Com uma inesgotável curiosidade pela vida, Marta Sfredo se diz uma apaixonada pelo desconhecido

Marta Sfredo - Reprodução

Tão serena, mas tão divertida. Marta Sfredo pode parecer reservada e retraída, primeira impressão que não dura muito. Logo, a editora de Economia de Zero Hora, de 49 anos, mostra-se mais expansiva. A origem italiana fica clara pela aparência, com sua pele bem branca e olhos azuis - aliás, é quase como se ela falasse através deles. Natural de Sananduva, cidade da região norte do Estado, ela confirma a descendência: "Italiana pelos quatro costados", brinca com o fato de a genealogia vir de avós paternos e maternos.

Filha da dona de casa Odila e do agente de estatística Samuel, que trabalhava no Instituto Brasileiro de Geografia e Estatística (IBGE), ela credita ao pai parte do interesse pela área em que atua. "Minha obsessão por números e gráficos não é gratuita, tem um componente genético", diz, para em seguida lembrar da infância, quando descobriu que a janela da cozinha media, exatamente, três réguas de 30cm. Ao contar a descoberta para o pai, ouviu: "Sim, minha filha, isso se chama multiplicação. Vais aprender sobre isso no colégio". No que a criança respondeu: "Nossa. É fácil assim?

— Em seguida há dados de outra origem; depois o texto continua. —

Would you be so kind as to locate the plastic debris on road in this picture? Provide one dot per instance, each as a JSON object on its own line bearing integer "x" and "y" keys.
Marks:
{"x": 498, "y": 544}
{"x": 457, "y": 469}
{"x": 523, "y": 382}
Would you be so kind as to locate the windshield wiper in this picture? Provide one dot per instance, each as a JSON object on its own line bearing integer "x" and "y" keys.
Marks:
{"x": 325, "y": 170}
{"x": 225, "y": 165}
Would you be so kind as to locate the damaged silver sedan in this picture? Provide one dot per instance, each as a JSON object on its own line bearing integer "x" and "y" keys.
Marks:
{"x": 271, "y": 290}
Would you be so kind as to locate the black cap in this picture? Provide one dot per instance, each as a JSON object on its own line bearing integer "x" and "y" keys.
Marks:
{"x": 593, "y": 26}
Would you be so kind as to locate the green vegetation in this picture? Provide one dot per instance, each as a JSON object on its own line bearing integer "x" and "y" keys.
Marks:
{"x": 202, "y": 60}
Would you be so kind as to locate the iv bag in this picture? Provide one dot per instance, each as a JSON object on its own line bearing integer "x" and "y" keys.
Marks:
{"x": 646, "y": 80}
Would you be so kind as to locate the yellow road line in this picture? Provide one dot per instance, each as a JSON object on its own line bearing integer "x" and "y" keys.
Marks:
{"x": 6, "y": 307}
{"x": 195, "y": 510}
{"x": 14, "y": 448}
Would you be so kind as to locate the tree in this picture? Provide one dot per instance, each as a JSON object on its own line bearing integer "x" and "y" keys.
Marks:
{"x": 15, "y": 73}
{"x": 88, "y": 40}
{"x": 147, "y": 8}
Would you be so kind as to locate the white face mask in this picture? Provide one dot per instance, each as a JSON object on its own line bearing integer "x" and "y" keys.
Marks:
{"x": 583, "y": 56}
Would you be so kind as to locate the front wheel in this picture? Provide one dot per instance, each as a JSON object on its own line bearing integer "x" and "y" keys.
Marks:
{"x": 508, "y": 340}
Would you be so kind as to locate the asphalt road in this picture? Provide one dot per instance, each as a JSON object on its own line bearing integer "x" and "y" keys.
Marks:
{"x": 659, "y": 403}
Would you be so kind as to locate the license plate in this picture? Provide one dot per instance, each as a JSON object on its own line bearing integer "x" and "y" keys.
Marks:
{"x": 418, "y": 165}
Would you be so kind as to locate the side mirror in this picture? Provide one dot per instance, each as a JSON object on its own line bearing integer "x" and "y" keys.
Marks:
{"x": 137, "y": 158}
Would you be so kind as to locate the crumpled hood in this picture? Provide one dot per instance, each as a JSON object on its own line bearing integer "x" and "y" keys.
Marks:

Achei que era mais difícil".

Marta passou por assessoria e rádio, atua em jornal e televisão - com um comentário semanal sobre economia no programa TVCOM Tudo+. Apesar da bagagem, garante que o impresso ainda é seu chão.

E o Jornalismo chegou?

Formada pela Fabico, em 1984, Marta está na Zero Hora desde 1992 e sobre as duas décadas faz uma brincadeira: "Se ninguém se arrepender antes, em agosto faço 20 anos de empresa". Antes de assumir como editora de Economia, também atuou em Política, mas é na primeira onde prefere estar. "Sempre gostei de coisa complicada. Parece brincadeira, mas não é. Gosto de me aprofundar, de ir atrás de informações que não estão claras", explica, destacando também que a curiosidade quase inesgotável faz com que se interesse por assuntos que, normalmente, as pessoas acham chatos. Como é o caso da Economia e seus números e siglas. Ser uma espécie de intermediária do leitor com o setor é um prazer para Marta, que compara: "Se as pessoas voltassem metade da atenção que dão para Esportes, para Política e Economia, nosso País seria outro".

A escolha pela área, garante ela, nunca foi planejada, nem mesmo o curso de Jornalismo. Entrou na faculdade para cursar Publicidade, mas conhecer a Comunicação mais de perto a fez se encantar pelo mundo das notícias. "Não escolhi o Jornalismo por acaso, foi mergulhando nesse mundo que acabei descobrindo minha verdadeira vocação", explica. Apesar do breve engano, tem certeza que a vocação sempre esteve mais próxima das palavras do que da criatividade, pois contou com muito incentivo desde criança, quando era rodeada de livros.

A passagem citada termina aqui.